Thursday, April 06, 2023

Voyager Flashback: Nothing Human

"Nothing Human" is a Voyager episode that aspires to be a classic Star Trek morality play... but it's quickly undermined by weak writing.

When an alien creature attaches itself to B'Elanna, the Doctor looks into the ship's database for a holographic expert in exobiology to help save her life. But the expert is Cardassian, igniting tensions in some former Maquis aboard the ship... and leading B'Elanna to outright refuse medical assistance.

Unfortunately, "Nothing Human" feels like a remix of other, earlier episodes of Star Trek. It is perhaps a bit better than some; there are shades of "Jetrel" here, in how the crew must interact with a genocidal monster. But it pales in comparison to Deep Space Nine's "Duet," in which a main character must confront their prejudice and learn that individuals cannot be defined solely by their race.

There are some good aspects to the episode. It forces an interesting moral dilemma onto The Doctor. It features strong performances by Robert Picardo and guest star David Clennon (who plays the Cardassian "Josef Mengele" character). There's another decent guest star in Jad Mager, who plays the Bajoran Tabor; this episode gives an awful lot of important emotion to him, and it's risky casting -- it's not even like the show was elevating a character who had been around before (like a Vorik).

Paris is allowed to show genuine concern for B'Elanna. (Their relationship isn't actually "on again, off again," but the writers' interest in it sure seems to be.) We get a truly alien alien: the species isn't an actor in minor prosthetic makeup, and its only communication with Voyager is an odd shockwave that presents as a weapon without causing any damage.

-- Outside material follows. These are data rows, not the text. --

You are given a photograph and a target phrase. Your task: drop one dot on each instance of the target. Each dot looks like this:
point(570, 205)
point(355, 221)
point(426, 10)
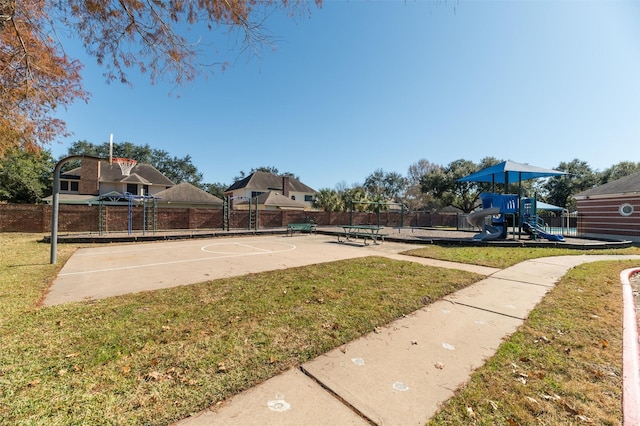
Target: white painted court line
point(252, 247)
point(172, 262)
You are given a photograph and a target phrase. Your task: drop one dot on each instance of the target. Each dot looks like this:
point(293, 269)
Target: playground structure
point(499, 207)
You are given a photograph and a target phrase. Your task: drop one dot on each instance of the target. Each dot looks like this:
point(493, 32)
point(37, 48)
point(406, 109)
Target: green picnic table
point(365, 232)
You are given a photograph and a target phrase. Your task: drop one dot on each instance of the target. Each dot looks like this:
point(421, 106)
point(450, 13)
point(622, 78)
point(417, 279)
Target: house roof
point(627, 185)
point(73, 199)
point(273, 199)
point(265, 181)
point(187, 193)
point(141, 173)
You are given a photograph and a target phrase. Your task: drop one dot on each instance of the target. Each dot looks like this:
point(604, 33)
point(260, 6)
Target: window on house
point(132, 188)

So yeah, it seems like there's a lot in the plus column here. But a lot of what's good here is undermined by equal and opposite bad. The novel and different alien is the hokiest of rubber-looking props, and poor Roxann Dawson has to lie under it on a table for the whole episode. The Doctor wastes a lot of time palling around with his new holographic friend even though a patient's life is on the line.

The biggest problem, though, is in how the episode presents the moral dilemma here. "Is it right to profit from knowledge that comes from horrible people?" It's a fair question to ask, and there are even moments where the discussion is interesting, as when comparisons are drawn to animal testing, when Tuvok brings Vulcan logic to bear on the situation, and when Seven of Nine shares a distinctly Borg perspective. Yet the episode always has its thumb on the scales in a way that seems to simplify the more interesting and complex ideas here.

Crell Moset is cartoonishly evil, never choosing benign methods when something more akin to torture is an option. B'Elanna makes her wishes perfectly clear: "Do not resuscitate" -- but Janeway chooses for her anyway. (And declares "there’s been enough moral controversy on this ship for one day," being oddly flippant and dismissive of the idea of having morality at all.) Worst of all, the objections to Mocet start well before his reprehensible behavior is discovered; he's hated immediately just because he's Cardassian... and then it just so happens that he turns out to be hateable for other reasons. What's the lesson here, that sometimes racist prejudgement is called for?

In short, the writing of this episode is super muddy -- just like Tom Paris in the "vacation slides" that The Doctor forces on everyone in the teaser. Some compelling arguments aren't even raised. (Couldn't you argue that if you don't benefit from the evil and murderous research, then those deaths were for nothing?) Characters who get their way have no argument at all. (Janeway has no reason for stepping in to save B'Elanna against her wishes, beyond "but I need you.") The whole thing just winds up leaving a bad taste.

Other observations:

  • When Voyager is hit by the alien shockwave, we're in the mess hall, and we see lots of practical shaking of items on the set -- something the show rarely did.
  • I love how Seven of Nine says point blank to Tabor that she knows he doesn't like him, and she doesn't care. I feel like maybe there's a life lesson in that somewhere.

Maybe it's not so much that this episode is bad, as that for me it lives in the very long shadow cast by Deep Space Nine's "Duet." (That episode is possibly in the top 10 or 20 of ALL Star Trek, ever, and maybe not a fair comparison.) But however I get there, I can only see "Nothing Human" as a C.